– Rose me reproche de n’être bon à rien et d’avoir les cheveux roux, fis-je avec humeur.


– Je ne lui reproche pas ses cheveux, dit Rose; ce n’est pas de sa faute.


– Les cheveux roux apparaissent ainsi au moins une fois par génération dans notre famille, repartit mon frère; le nez droit aussi. Rodolphe a le nez et les cheveux.

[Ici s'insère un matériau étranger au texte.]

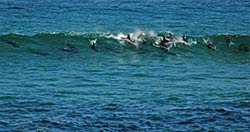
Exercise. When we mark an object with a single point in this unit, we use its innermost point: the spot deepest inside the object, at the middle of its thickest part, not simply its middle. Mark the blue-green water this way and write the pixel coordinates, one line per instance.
(46, 86)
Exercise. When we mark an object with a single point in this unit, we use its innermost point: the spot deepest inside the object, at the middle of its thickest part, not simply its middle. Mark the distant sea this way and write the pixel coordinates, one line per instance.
(98, 65)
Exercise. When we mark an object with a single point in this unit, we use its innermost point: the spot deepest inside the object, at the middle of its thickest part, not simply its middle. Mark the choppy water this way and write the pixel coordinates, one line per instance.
(47, 86)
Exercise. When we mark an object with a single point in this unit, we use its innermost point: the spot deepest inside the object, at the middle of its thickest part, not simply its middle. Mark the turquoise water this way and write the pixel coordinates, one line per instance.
(47, 86)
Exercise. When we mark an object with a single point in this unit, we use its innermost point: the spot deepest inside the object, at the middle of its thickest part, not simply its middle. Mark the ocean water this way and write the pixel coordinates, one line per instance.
(122, 85)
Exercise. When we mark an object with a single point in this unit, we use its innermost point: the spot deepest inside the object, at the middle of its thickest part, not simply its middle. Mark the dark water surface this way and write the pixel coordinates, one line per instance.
(47, 86)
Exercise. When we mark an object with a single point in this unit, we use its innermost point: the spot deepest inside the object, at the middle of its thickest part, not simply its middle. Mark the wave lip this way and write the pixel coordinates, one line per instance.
(46, 44)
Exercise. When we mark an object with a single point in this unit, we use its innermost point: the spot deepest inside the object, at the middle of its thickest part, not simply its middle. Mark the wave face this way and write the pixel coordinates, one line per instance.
(143, 43)
(191, 16)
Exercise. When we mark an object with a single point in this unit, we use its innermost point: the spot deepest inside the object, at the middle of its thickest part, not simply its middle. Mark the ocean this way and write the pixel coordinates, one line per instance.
(103, 65)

– C’est extrêmement contrariant, reprit Rose, très rouge.


– Cela ne me déplaît pas,» fis-je. Et, me levant, je m’inclinai profondément devant le portrait de la comtesse Amélie.


Ma belle-sœur jeta un petit cri d’impatience.


«Combien j’aimerais, Robert, que vous fissiez enlever ce portrait!


– Ma chérie… fit-il doucement.


– Bonté du ciel! m’écriai-je.


– On pourrait au moins oublier, continua-t-elle.


– Ce serait difficile, Rodolphe étant là, reprit Robert en secouant la tête.


– Et pourquoi vouloir qu’on oublie?


– Rodolphe!» s’écria Rose d’un ton indigné et en rougissant, ce qui la rendait encore plus jolie.


Je me mis à rire et me replongeai dans mon œuf. J’avais opéré une heureuse diversion. Rose ne songeait plus à me reprocher ma paresse. Pour clore la discussion et aussi, je dois l’avouer, pour pousser à bout ma sévère petite belle-sœur, je repris:


«Il ne me déplaît pas d’être un Elphberg, au contraire.»


Lorsque je lis un roman, je n’hésite jamais à sauter les explications préliminaires, et cependant, écrivant moi-même une histoire, je reconnais qu’elles sont indispensables. Comment, par exemple, pourrais-je me dispenser d’expliquer pourquoi mon nez et la couleur de mes cheveux exaspéraient ma belle-sœur, et pourquoi je me gratifiais du nom d’Elphberg?


Si considérée, si ancienne que soit la famille des Rassendyll, elle n’est pourtant point de sang royal comme celle des Elphberg; elle n’est même point alliée à une maison royale. Quel est donc le lien qui unit la famille régnante de Ruritanie et les Rassendyll, Strelsau et le château de Zenda au manoir de Burlesdon?